On Fri, Aug 16, 2019 at 2:17 PM Robin Dapp <[email protected]> wrote:
>
> > So - what are you really after? (sorry if I don't remeber, testcase(s)
> > are missing
> > from this patch)
> >
> > To me it seems that 1) loses information if A + CST was done in a signed
> > type
> > and we know that overflow doesn't happen because of that. For the reverse
> > transformation we don't. Btw, if you make A == A' + CST' then
> > you get (T)A + CST -> (T)(A' + CST' + CST) which is again trivially handled
> > so why do you need both transforms again?
>
> As far as I know the second transformation resulted from some suggestion
> to split what was the status back then. Some things have changed in
> match.pd so I checked again:
>
> What I want to achieve in the end is getting rid of
> add r1,-1
> extend r1
> add r1,1.
> emitted via doloop.
>
> We have
> (1) (T)(A + CST1) + CST2 -> (T)(A) + (T)CST1 + CST2
Here + CST2 isn't part of the transform - is it just to restrict the
"first half" to a specific subset of cases?

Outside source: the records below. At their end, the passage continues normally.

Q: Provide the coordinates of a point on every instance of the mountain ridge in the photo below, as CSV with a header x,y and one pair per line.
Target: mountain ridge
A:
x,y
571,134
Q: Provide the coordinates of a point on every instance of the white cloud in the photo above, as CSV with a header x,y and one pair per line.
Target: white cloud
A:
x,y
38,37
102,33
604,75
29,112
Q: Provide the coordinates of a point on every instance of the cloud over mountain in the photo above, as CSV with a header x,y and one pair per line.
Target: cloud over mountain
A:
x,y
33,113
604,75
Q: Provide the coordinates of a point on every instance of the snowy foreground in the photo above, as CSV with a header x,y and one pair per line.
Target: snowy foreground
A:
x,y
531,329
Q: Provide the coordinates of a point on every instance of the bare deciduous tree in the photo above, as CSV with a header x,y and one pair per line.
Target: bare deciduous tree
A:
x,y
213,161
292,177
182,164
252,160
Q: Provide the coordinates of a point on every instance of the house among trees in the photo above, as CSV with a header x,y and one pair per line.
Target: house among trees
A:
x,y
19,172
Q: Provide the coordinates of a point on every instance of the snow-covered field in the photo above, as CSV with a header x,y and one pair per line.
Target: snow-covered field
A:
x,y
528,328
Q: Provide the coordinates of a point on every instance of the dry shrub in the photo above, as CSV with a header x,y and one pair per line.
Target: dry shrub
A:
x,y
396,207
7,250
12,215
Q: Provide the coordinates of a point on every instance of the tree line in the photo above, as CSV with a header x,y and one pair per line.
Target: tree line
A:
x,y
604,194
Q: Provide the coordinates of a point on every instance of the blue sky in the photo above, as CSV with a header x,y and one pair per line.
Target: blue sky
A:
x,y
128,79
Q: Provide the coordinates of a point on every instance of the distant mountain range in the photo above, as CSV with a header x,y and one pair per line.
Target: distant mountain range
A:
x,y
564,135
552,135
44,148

> (2) (T)(A) + (T)CST1 + CST2 -> (T)(A) + (T)(CST1 + CST2)
Likewise for (T)(A).
> (2better) (A +- CST1) +- CST2 -> A + CST3 (the one Marc mentioned)
But that's (1) with A == (T)(A' + CST1)
> (3) (T)(A) + CST -> T(A + CST)
>
> Considering
> unsigned long foo(unsigned int a)
> {
> if (a > 3 && a < INT_MAX - 100)
> return (unsigned long)(a - 1) + 1;
So you want to either compute everything
in unsigned long or everything in unsigned int.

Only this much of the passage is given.